High hours don't mean low value if maintenance records are strong and the machine runs well.


Logistics and Post-Auction Terminology

Winning the bid is step one. What follows — title transfer, removal deadlines, and export coordination — determines whether that win actually pays off.

Title, Lien, and Clear Title

  • Title — The legal document proving ownership; the seller transfers this to the buyer at sale
  • Lien — A legal claim against the equipment by a creditor (typically a lender who financed the original purchase)
  • Clear title — Title free of encumbrances; under UCC 2-312, sellers provide an implied warranty that title is good and goods are free of unknown liens

In liquidation and bankruptcy auctions, lien searches are especially important — creditor claims can complicate or delay transfer. UCC financing statements are public records searchable through state offices. Ritchie Bros. states buyers receive a full refund if clear title cannot be conveyed.

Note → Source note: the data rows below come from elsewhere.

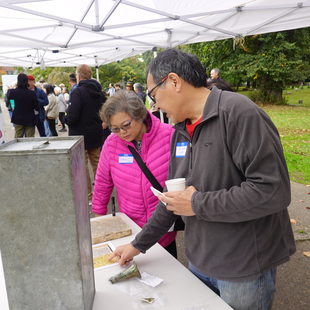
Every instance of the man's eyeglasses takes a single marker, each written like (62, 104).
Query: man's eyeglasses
(124, 127)
(157, 85)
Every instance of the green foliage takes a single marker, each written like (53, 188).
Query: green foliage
(268, 61)
(294, 128)
(129, 69)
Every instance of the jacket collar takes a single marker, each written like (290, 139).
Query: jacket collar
(210, 110)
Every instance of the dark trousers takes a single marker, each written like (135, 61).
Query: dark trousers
(40, 126)
(61, 117)
(52, 126)
(172, 249)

Removal Period and Storage Fees

Mideast Equipment Auctions grants a 7-day removal period after the sale date. Loading is available Monday–Saturday, 8am–4pm, with limited Sunday hours at select locations.

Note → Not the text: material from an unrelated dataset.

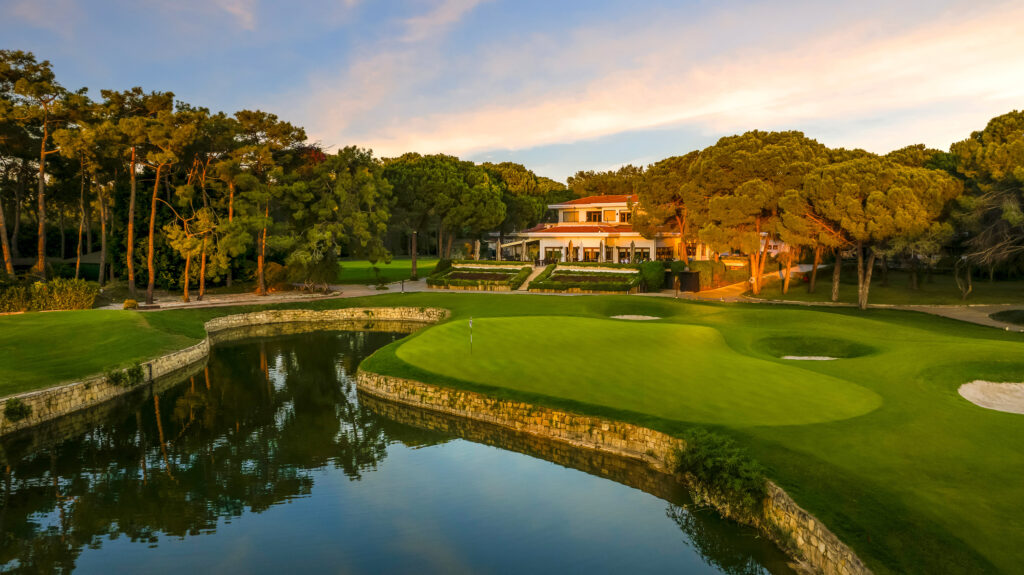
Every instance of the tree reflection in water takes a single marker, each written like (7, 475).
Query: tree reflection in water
(246, 437)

Exceed the 7-day window and storage fees apply. Equipment left on site for more than 45 days is considered abandoned and reverts to the seller.

For international buyers, Mideast Equipment Supply coordinates with freight forwarding partners including Uni International and Hansen Shipping for export logistics — covering container loading, export documentation, and customs coordination for buyers across Australia, the Middle East, Far East, and Central America.

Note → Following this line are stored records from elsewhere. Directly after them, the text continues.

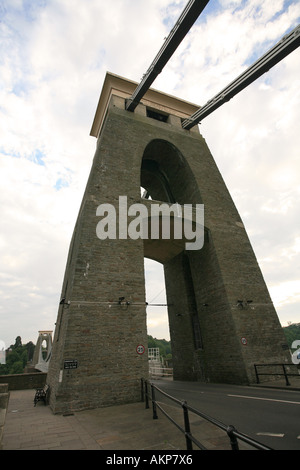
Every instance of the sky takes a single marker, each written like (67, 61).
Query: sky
(54, 55)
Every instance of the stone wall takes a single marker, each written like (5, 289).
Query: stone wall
(24, 381)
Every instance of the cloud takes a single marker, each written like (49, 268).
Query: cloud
(53, 62)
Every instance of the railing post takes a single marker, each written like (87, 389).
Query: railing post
(142, 390)
(146, 395)
(256, 373)
(189, 444)
(153, 402)
(233, 440)
(285, 375)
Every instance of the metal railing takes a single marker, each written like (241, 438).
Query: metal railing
(148, 390)
(160, 371)
(284, 373)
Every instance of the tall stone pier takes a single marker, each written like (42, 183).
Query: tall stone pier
(221, 317)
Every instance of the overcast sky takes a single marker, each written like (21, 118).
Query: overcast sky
(54, 55)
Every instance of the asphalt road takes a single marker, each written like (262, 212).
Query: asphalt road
(269, 416)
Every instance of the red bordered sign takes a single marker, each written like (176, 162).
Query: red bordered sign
(140, 349)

Consignment Agreement and Settlement

  • Consignment agreement — The contract between seller and auction house covering commission rates, reserve prices, marketing commitments, and timelines; the seller retains ownership until sale and the auctioneer acts as agent
  • Settlement — The post-auction process where the auction house distributes sale proceeds to sellers after deducting fees and confirming buyer payment

For sellers, broader exposure at settlement means more competitive final bids. Mideast Equipment Auctions reaches consignors' equipment to a weekly list of 35,000 buyers and sellers worldwide through:

  • Auction platforms: Proxibid, EquipmentFacts, BidSpotter, and Auction Time
  • Industry directories: Iron Planet, Mascus, Trader Online, and Machinery Zone
  • Automated CRM feeds pushing listings directly to multiple marketing agencies

Heavy equipment auction seller distribution network reaching 35000 global buyers and platforms

Frequently Asked Questions

What are some common auction terms?

The most essential terms are: absolute auction, reserve auction, buyer's premium, hammer price, lot, as-is/where-is, proxy bidding, and consignment. Each section of this guide covers these in full — use the headers to jump directly to any term.

What are the 4 types of auction?

The four primary formats in heavy equipment auctions are absolute (no-reserve), reserve, online, and live (on-site). Liquidation and bankruptcy auctions are subcategories that typically fall within reserve or court-ordered formats, each with distinct procedures and pricing dynamics.

What does "as-is, where-is" mean at a heavy equipment auction?

It means the equipment is sold in its existing condition with no seller warranties of any kind. The buyer is responsible for verifying condition during the preview period and for arranging removal from the auction site after purchase.

What is a buyer's premium and how much is it?

The buyer's premium is a percentage fee added to the hammer price, paid by the buyer to the auction house. Mideast Equipment Auctions charges 8% + 2% internet platform fee (10% total). Always factor this into your maximum bid before the auction starts.

Can I inspect equipment before bidding?

Yes. Most auctions include a preview period for physical inspection. At Mideast Equipment Auctions, previews are typically Thursday and Friday before the auction, 9am–4pm, with appointments available. Online auctions provide photos, video walkarounds, and condition documentation for remote buyers.

How does proxy bidding work in online heavy equipment auctions?

You enter your maximum bid in advance, and the platform automatically increments on your behalf, placing only the lowest competitive bid needed to keep you in the lead. You pay no more than competition requires, up to your ceiling.